Burned contract worker sues Tesla after electrical explosion: 2 Investigates

A contractor employee involved in an electrical explosion at Tesla’s Fremont factory filed a lawsuit against the company Monday, accusing the carmaker of a pattern of unsafe work conditions. The accident happened June 5, 2017, resulting in second and third degree burns over 36-year-old Son Nguyen’s entire body. Nguyen is accusing Tesla of creating the dangerous situation that lead to his injuries.

“I want to have safer work practice place for employees or any employees. I don’t want anyone to go through what I have to go through every day,” Nguyen told 2 Investigates.

Hospital photos show Nguyen after the accident covered in bandages. He was hospitalized for two months. Nearly a year later, Nguyen is still covered with compression clothing and trying to regain mobility. 

Nguyen was an electrician trainee with Mark III Construction, a Tesla contractor. The day of the accident, Nguyen says he was installing charging station equipment at the Fremont location when he suddenly woke up 15-20 feet away with his clothes on fire. According to the investigation report by the California Occupations Safety and Health Administration (Cal/OSHA), Nguyen “was wiring in a bus plug on top of an automotive oven… when an arc flash occurred.” State investigators believe the ground wire fell and made contact with live wires, according to the report. 

“I was on fire. All my clothes were just gone. I was yelling for help,” remembered Nguyen. “The people at the hospital were surprised I survived.”

Since Nguyen was an employee of a contractor, OSHA investigated Mark III, not Tesla, in the case. OSHA cited Mark III for safety-related issues. No citations were issued against Tesla.

But Nguyen’s attorneys Anthony Label and Annie Wu say, before the accident,  a request was made to Tesla to de-energize the electrical equipment Nguyen was working on, but Tesla refused the request. 

“It is our understanding Tesla’s refusal is based on not wanting to slow down production speed,” said Label. 

2 Investigates reached out to Tesla for comment. A spokesperson sent the following statement: 

"Whether a safety issue involves our employees or third-party contractors who are working onsite, we take the matter very seriously.
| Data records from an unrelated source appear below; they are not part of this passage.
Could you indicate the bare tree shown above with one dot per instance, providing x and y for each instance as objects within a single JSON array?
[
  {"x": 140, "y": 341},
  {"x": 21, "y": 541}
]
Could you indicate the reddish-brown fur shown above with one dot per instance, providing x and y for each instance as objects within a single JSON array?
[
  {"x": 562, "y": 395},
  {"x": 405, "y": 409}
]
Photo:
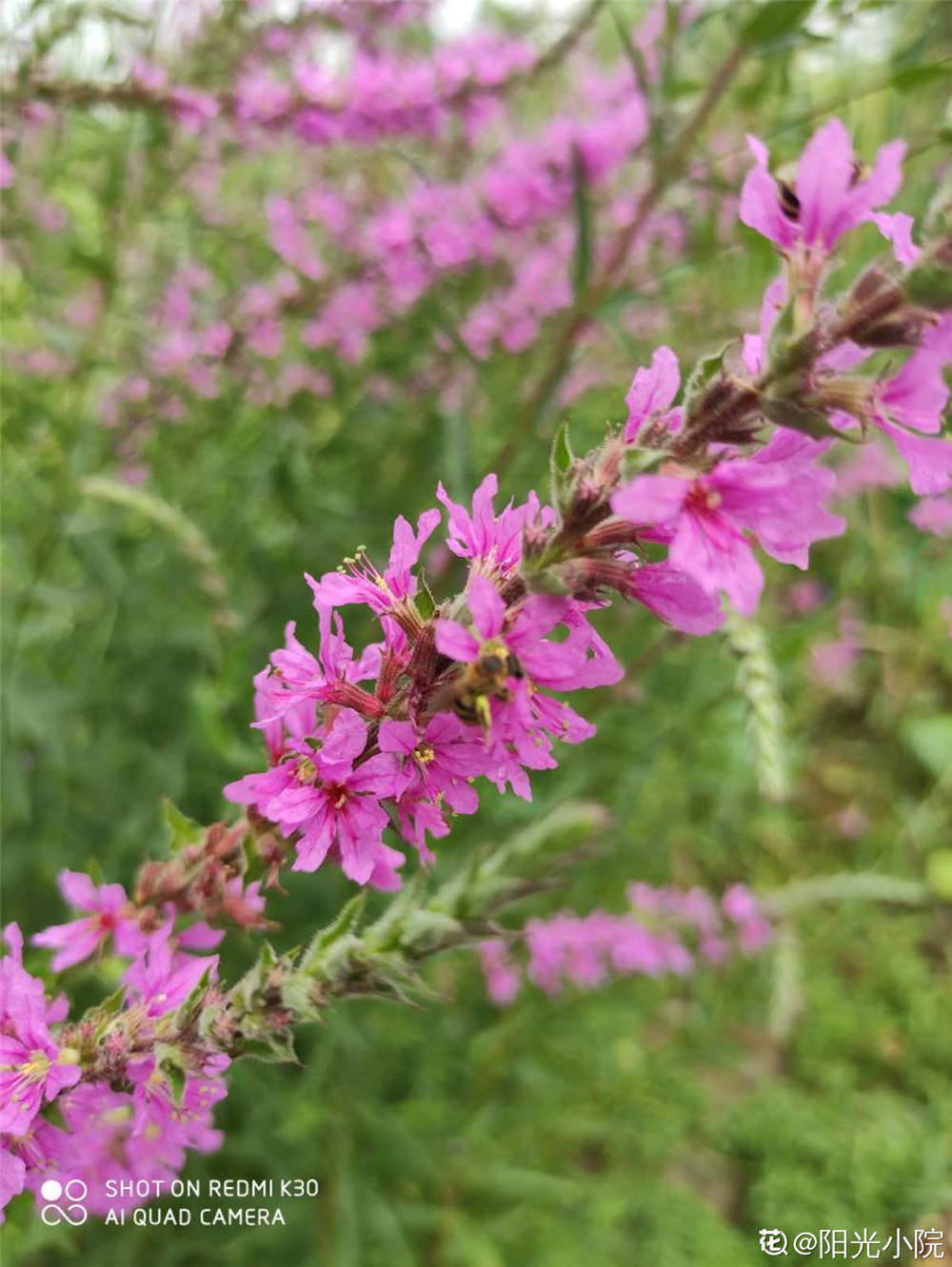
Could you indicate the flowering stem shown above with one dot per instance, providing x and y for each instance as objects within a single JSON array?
[
  {"x": 845, "y": 887},
  {"x": 600, "y": 287}
]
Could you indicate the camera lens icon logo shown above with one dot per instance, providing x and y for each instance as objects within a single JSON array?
[{"x": 73, "y": 1193}]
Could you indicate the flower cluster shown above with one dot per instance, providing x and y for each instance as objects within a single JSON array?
[
  {"x": 389, "y": 742},
  {"x": 127, "y": 1105},
  {"x": 335, "y": 263},
  {"x": 650, "y": 941}
]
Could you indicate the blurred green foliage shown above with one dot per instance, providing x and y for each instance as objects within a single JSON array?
[{"x": 648, "y": 1122}]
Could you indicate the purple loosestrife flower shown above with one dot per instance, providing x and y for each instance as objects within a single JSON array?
[
  {"x": 111, "y": 915},
  {"x": 933, "y": 515},
  {"x": 777, "y": 496},
  {"x": 439, "y": 764},
  {"x": 331, "y": 801},
  {"x": 520, "y": 716},
  {"x": 187, "y": 1120},
  {"x": 161, "y": 979},
  {"x": 909, "y": 406},
  {"x": 829, "y": 195},
  {"x": 673, "y": 596},
  {"x": 359, "y": 582},
  {"x": 492, "y": 543},
  {"x": 33, "y": 1067},
  {"x": 650, "y": 395}
]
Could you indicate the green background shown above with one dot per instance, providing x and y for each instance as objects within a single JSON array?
[{"x": 657, "y": 1122}]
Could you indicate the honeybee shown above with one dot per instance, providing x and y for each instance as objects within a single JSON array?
[
  {"x": 486, "y": 678},
  {"x": 790, "y": 203}
]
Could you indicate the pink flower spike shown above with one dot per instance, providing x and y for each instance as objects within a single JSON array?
[
  {"x": 652, "y": 393},
  {"x": 111, "y": 915}
]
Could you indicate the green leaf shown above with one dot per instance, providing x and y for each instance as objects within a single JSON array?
[
  {"x": 345, "y": 922},
  {"x": 182, "y": 829},
  {"x": 929, "y": 286},
  {"x": 274, "y": 1049},
  {"x": 920, "y": 76},
  {"x": 931, "y": 739},
  {"x": 939, "y": 873},
  {"x": 773, "y": 22},
  {"x": 799, "y": 417},
  {"x": 702, "y": 375},
  {"x": 582, "y": 256},
  {"x": 631, "y": 50}
]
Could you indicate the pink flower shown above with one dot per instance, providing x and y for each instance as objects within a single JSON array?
[
  {"x": 652, "y": 393},
  {"x": 777, "y": 496},
  {"x": 33, "y": 1067},
  {"x": 675, "y": 597},
  {"x": 163, "y": 979},
  {"x": 111, "y": 915},
  {"x": 12, "y": 1175},
  {"x": 830, "y": 198},
  {"x": 490, "y": 543},
  {"x": 933, "y": 515},
  {"x": 329, "y": 800},
  {"x": 439, "y": 765},
  {"x": 913, "y": 402},
  {"x": 363, "y": 583}
]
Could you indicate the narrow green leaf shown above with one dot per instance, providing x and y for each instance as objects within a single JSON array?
[
  {"x": 582, "y": 256},
  {"x": 775, "y": 20},
  {"x": 345, "y": 922},
  {"x": 182, "y": 829}
]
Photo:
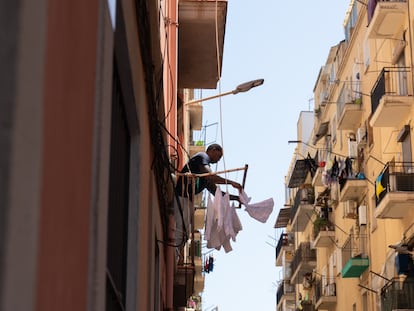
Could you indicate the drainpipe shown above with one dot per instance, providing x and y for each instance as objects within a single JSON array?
[{"x": 170, "y": 264}]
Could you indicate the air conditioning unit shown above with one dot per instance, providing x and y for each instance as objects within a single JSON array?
[
  {"x": 361, "y": 136},
  {"x": 362, "y": 215},
  {"x": 352, "y": 149},
  {"x": 350, "y": 209},
  {"x": 330, "y": 290},
  {"x": 398, "y": 49}
]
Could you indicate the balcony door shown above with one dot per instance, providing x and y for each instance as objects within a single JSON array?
[{"x": 402, "y": 76}]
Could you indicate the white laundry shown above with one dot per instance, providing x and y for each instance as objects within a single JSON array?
[
  {"x": 260, "y": 210},
  {"x": 222, "y": 222}
]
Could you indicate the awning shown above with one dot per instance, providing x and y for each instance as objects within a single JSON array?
[
  {"x": 201, "y": 32},
  {"x": 283, "y": 218},
  {"x": 321, "y": 132},
  {"x": 300, "y": 171}
]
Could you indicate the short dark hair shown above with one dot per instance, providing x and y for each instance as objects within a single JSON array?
[{"x": 214, "y": 147}]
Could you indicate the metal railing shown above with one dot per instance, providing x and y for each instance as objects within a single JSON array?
[
  {"x": 324, "y": 287},
  {"x": 398, "y": 294},
  {"x": 372, "y": 4},
  {"x": 391, "y": 81},
  {"x": 354, "y": 246},
  {"x": 303, "y": 196},
  {"x": 395, "y": 177},
  {"x": 285, "y": 239},
  {"x": 284, "y": 288},
  {"x": 304, "y": 254}
]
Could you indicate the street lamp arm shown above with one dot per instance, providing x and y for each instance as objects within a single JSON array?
[{"x": 244, "y": 87}]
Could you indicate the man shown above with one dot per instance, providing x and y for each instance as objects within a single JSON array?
[{"x": 199, "y": 164}]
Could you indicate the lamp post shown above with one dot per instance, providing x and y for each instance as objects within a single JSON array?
[{"x": 244, "y": 87}]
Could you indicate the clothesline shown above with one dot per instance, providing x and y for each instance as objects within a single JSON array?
[{"x": 212, "y": 173}]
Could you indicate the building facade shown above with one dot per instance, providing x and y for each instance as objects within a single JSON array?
[
  {"x": 347, "y": 226},
  {"x": 93, "y": 127}
]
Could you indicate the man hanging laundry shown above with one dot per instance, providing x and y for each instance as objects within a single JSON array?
[{"x": 199, "y": 164}]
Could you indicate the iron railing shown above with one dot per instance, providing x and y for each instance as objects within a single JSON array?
[
  {"x": 284, "y": 240},
  {"x": 372, "y": 4},
  {"x": 395, "y": 177},
  {"x": 391, "y": 81},
  {"x": 304, "y": 254},
  {"x": 303, "y": 196},
  {"x": 398, "y": 294},
  {"x": 324, "y": 287},
  {"x": 284, "y": 288}
]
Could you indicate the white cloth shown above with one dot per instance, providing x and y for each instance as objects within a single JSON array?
[
  {"x": 259, "y": 211},
  {"x": 222, "y": 222}
]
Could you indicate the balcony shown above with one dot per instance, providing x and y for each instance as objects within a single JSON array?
[
  {"x": 398, "y": 295},
  {"x": 354, "y": 255},
  {"x": 199, "y": 216},
  {"x": 304, "y": 261},
  {"x": 352, "y": 189},
  {"x": 284, "y": 248},
  {"x": 196, "y": 116},
  {"x": 354, "y": 267},
  {"x": 285, "y": 293},
  {"x": 350, "y": 115},
  {"x": 197, "y": 44},
  {"x": 183, "y": 284},
  {"x": 385, "y": 18},
  {"x": 394, "y": 189},
  {"x": 323, "y": 233},
  {"x": 325, "y": 295},
  {"x": 302, "y": 209},
  {"x": 391, "y": 98}
]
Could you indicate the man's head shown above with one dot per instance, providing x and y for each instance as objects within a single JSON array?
[{"x": 215, "y": 152}]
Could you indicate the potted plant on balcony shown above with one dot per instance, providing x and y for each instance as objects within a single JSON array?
[{"x": 320, "y": 223}]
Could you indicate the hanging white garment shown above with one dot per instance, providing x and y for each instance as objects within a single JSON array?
[
  {"x": 259, "y": 211},
  {"x": 222, "y": 222}
]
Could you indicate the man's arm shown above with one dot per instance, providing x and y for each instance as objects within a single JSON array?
[{"x": 214, "y": 180}]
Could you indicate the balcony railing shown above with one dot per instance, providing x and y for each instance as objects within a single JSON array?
[
  {"x": 385, "y": 17},
  {"x": 302, "y": 209},
  {"x": 323, "y": 233},
  {"x": 285, "y": 290},
  {"x": 349, "y": 106},
  {"x": 285, "y": 243},
  {"x": 304, "y": 261},
  {"x": 354, "y": 256},
  {"x": 391, "y": 98},
  {"x": 325, "y": 294},
  {"x": 398, "y": 294},
  {"x": 394, "y": 189},
  {"x": 352, "y": 189}
]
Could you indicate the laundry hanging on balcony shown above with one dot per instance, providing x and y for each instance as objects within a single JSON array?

The contractor who was injured in this accident worked for and was supervised by Mark III Construction, a company with more than 40 years of experience that we hired to provide licensed electricians who could help wire and install specific equipment within the factory. 
 
When this incident occurred almost a year ago, we conducted a thorough investigation and discovered that Mark III had not followed proper safety protocols and regulations. Specifically, it failed to use important protective equipment and electric safety verification, including personal safety locks, which would have prevented this accident from occurring. Because this was not acceptable to us, we removed Mark III from the factory following this incident. California OSHA’s review of the matter reached the same conclusion, and no citations were issued against Tesla.
 
We have extensive protocols to prevent electrical safety injuries, and these protocols must be followed by everyone in the factory, including third-party contractors. Unfortunately, that did not happen in this case. We have since imposed even stricter controls, and no similar incidents have occurred.
 
Last year, despite significantly increasing our vehicle production, we reduced our injury rate by more than 20%. Through a lot of hard work and with our engaged workforce, our injury rate is half what it was in the final years GM and Toyota owned and ran the same Fremont factory before it closed and Tesla reopened it. While one injury is too many, we will continue to do everything in our power to ensure we are the safest factory in the world.”

In its report, OSHA said Nguyen was not qualified to work unsupervised, he didn’t have a proper safety gear and there wasn’t a “sufficient barrier” to protect him from the energized equipment. Tesla says it has since imposed even stricter controls on its part, and no similar incidents have occurred. 

Mark III Construction has not yet responded to 2 Investigates’ multiple request for comment. It is also not listed as a defendant in Nguyen’s lawsuit.